It may seem like the balls are being sent to the center, but it's actually not the case. The desired velocity is the result of a trade-off between three different things: desire to keep the balls close to the center of the workspace and to each other (to keep them in the workspace and to minimize the movement and velocity of the paddle), the desire to keep them away from each other (to minimize collisions), and to keep them separated not only in space, but also in time. Even though the paddle can hit both balls when they are close, it can't control both balls, so the ideal situation is when the balls have contacts at regular intervals. To achieve that, the system calculates the desired velocity in such a way that makes one ball to be at the apex (the highest point of the trajectory) when the other one is at the contact.

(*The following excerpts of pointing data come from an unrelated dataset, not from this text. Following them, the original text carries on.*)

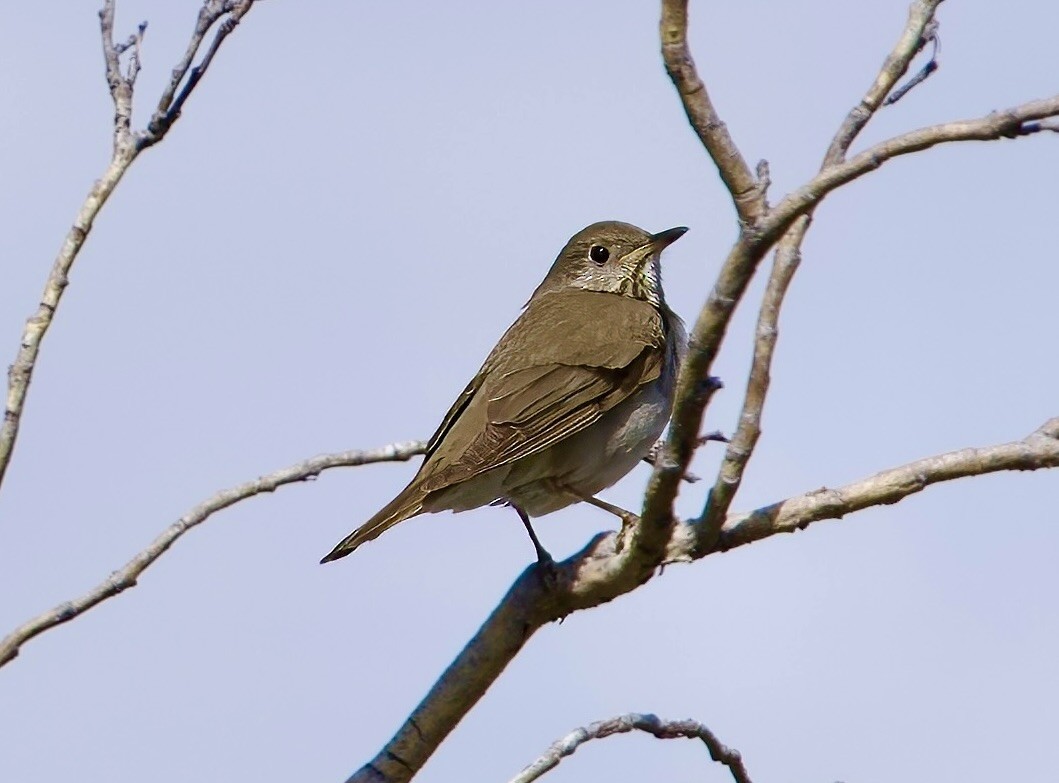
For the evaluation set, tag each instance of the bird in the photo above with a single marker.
(574, 394)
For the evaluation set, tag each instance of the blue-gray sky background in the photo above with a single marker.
(354, 207)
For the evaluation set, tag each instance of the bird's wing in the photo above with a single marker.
(571, 357)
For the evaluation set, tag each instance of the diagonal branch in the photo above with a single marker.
(635, 722)
(748, 192)
(126, 576)
(171, 104)
(1038, 450)
(602, 571)
(740, 448)
(127, 145)
(710, 330)
(920, 28)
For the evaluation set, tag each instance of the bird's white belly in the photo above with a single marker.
(593, 459)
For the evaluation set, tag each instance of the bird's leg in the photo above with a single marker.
(542, 556)
(690, 478)
(627, 517)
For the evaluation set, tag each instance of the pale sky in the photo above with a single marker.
(354, 207)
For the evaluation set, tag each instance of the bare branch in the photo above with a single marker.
(126, 147)
(1012, 123)
(923, 73)
(169, 107)
(712, 324)
(635, 722)
(748, 193)
(1040, 449)
(740, 448)
(920, 28)
(127, 575)
(605, 569)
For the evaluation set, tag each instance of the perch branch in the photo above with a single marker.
(126, 576)
(605, 570)
(635, 722)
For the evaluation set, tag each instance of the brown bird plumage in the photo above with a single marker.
(571, 397)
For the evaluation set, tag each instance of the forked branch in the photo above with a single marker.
(635, 722)
(127, 144)
(126, 576)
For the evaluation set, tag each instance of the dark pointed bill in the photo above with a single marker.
(664, 238)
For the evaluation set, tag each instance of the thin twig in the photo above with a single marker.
(602, 571)
(168, 107)
(923, 73)
(740, 448)
(127, 575)
(127, 145)
(920, 27)
(1040, 449)
(712, 324)
(635, 722)
(748, 192)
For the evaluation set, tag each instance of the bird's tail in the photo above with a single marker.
(407, 504)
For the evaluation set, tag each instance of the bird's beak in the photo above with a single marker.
(663, 239)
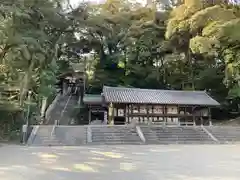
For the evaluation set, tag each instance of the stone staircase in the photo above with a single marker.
(115, 135)
(175, 135)
(225, 134)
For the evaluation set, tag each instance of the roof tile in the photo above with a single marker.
(153, 96)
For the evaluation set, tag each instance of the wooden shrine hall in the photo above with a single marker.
(120, 105)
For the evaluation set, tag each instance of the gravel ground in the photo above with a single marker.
(172, 162)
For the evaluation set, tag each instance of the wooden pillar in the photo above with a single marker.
(164, 113)
(110, 114)
(89, 115)
(194, 118)
(125, 113)
(209, 116)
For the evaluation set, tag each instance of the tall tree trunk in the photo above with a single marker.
(190, 63)
(25, 83)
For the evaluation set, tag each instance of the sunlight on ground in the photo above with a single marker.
(97, 159)
(164, 150)
(84, 168)
(95, 164)
(184, 177)
(127, 167)
(61, 169)
(108, 154)
(47, 156)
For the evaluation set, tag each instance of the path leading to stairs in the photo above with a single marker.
(64, 109)
(173, 162)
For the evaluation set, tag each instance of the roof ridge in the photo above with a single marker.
(144, 89)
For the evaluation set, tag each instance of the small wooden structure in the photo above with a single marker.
(149, 106)
(96, 107)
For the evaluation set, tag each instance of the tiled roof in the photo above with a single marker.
(152, 96)
(92, 99)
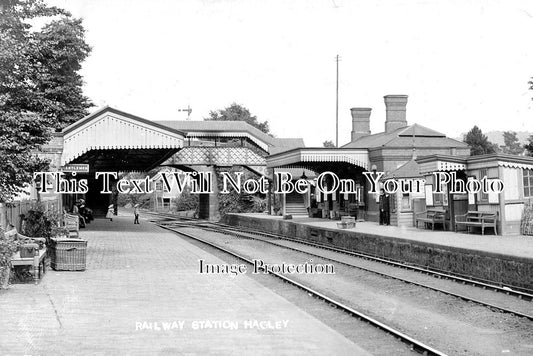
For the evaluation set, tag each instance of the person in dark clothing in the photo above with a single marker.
(384, 208)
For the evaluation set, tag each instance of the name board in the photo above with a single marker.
(78, 168)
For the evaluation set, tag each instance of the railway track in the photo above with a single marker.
(271, 238)
(413, 343)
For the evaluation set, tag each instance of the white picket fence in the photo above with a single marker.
(10, 213)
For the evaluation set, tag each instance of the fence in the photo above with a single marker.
(10, 213)
(526, 223)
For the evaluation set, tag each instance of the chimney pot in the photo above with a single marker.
(360, 122)
(395, 112)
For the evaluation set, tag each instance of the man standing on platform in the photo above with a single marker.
(384, 208)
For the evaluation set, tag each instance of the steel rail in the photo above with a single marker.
(414, 344)
(464, 280)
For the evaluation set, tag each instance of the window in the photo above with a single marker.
(483, 196)
(528, 183)
(406, 202)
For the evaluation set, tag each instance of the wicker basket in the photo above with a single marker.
(526, 223)
(68, 254)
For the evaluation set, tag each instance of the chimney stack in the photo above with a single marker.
(395, 116)
(360, 122)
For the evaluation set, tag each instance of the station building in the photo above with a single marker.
(405, 152)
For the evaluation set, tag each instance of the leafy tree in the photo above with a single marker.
(328, 144)
(236, 112)
(40, 88)
(529, 146)
(511, 143)
(478, 142)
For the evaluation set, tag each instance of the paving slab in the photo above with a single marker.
(141, 295)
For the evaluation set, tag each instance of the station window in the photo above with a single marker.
(483, 196)
(528, 183)
(406, 202)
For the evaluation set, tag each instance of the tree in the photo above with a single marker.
(40, 88)
(478, 142)
(328, 144)
(236, 112)
(529, 146)
(511, 143)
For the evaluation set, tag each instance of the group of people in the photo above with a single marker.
(84, 214)
(384, 208)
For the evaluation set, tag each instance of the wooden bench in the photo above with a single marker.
(432, 216)
(72, 224)
(482, 219)
(37, 261)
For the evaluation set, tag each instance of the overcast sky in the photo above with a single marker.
(462, 63)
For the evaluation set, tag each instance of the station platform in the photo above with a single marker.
(506, 260)
(141, 294)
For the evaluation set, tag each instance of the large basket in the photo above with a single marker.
(68, 254)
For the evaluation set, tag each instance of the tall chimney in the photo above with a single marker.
(395, 116)
(360, 122)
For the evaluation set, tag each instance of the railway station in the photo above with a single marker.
(195, 178)
(154, 281)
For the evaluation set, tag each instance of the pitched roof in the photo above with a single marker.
(407, 170)
(212, 126)
(217, 126)
(414, 135)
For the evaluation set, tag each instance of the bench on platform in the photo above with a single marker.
(72, 224)
(432, 216)
(481, 219)
(35, 260)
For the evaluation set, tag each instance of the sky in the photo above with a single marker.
(462, 63)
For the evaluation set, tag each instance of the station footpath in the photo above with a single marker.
(505, 260)
(141, 295)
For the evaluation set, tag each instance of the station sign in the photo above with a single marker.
(78, 168)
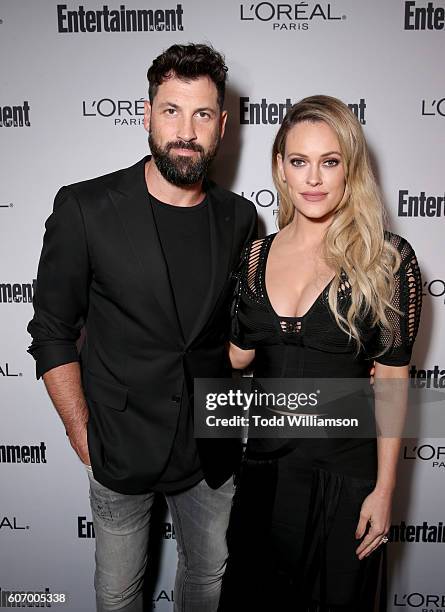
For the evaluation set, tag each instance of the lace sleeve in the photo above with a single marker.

Another aspect that doesn't exist in one ball case is that the system needs to know which of the two balls to hit first. As it doesn't really have a "history" of ball movements and balls can be removed and added at any time, the system needs to be able to re-act quickly and adjust during each of the time steps. The logic to achieve that is simple: I take position and velocity of each of the balls (to get velocity I need two positions and the time between the two snapshots) and then project (using the model of their behavior) which of them will hit z=0 plane first. The one that hits first is the one that is being tracked by the model as the "main" ball. You can see the result of that in the fragment where the system juggles one ball, with the second one being in my hand. After hitting the first ball, the paddle moves closer to the ball in my hand as it expects it will be the first one for the next contact (even though it's still in my hand).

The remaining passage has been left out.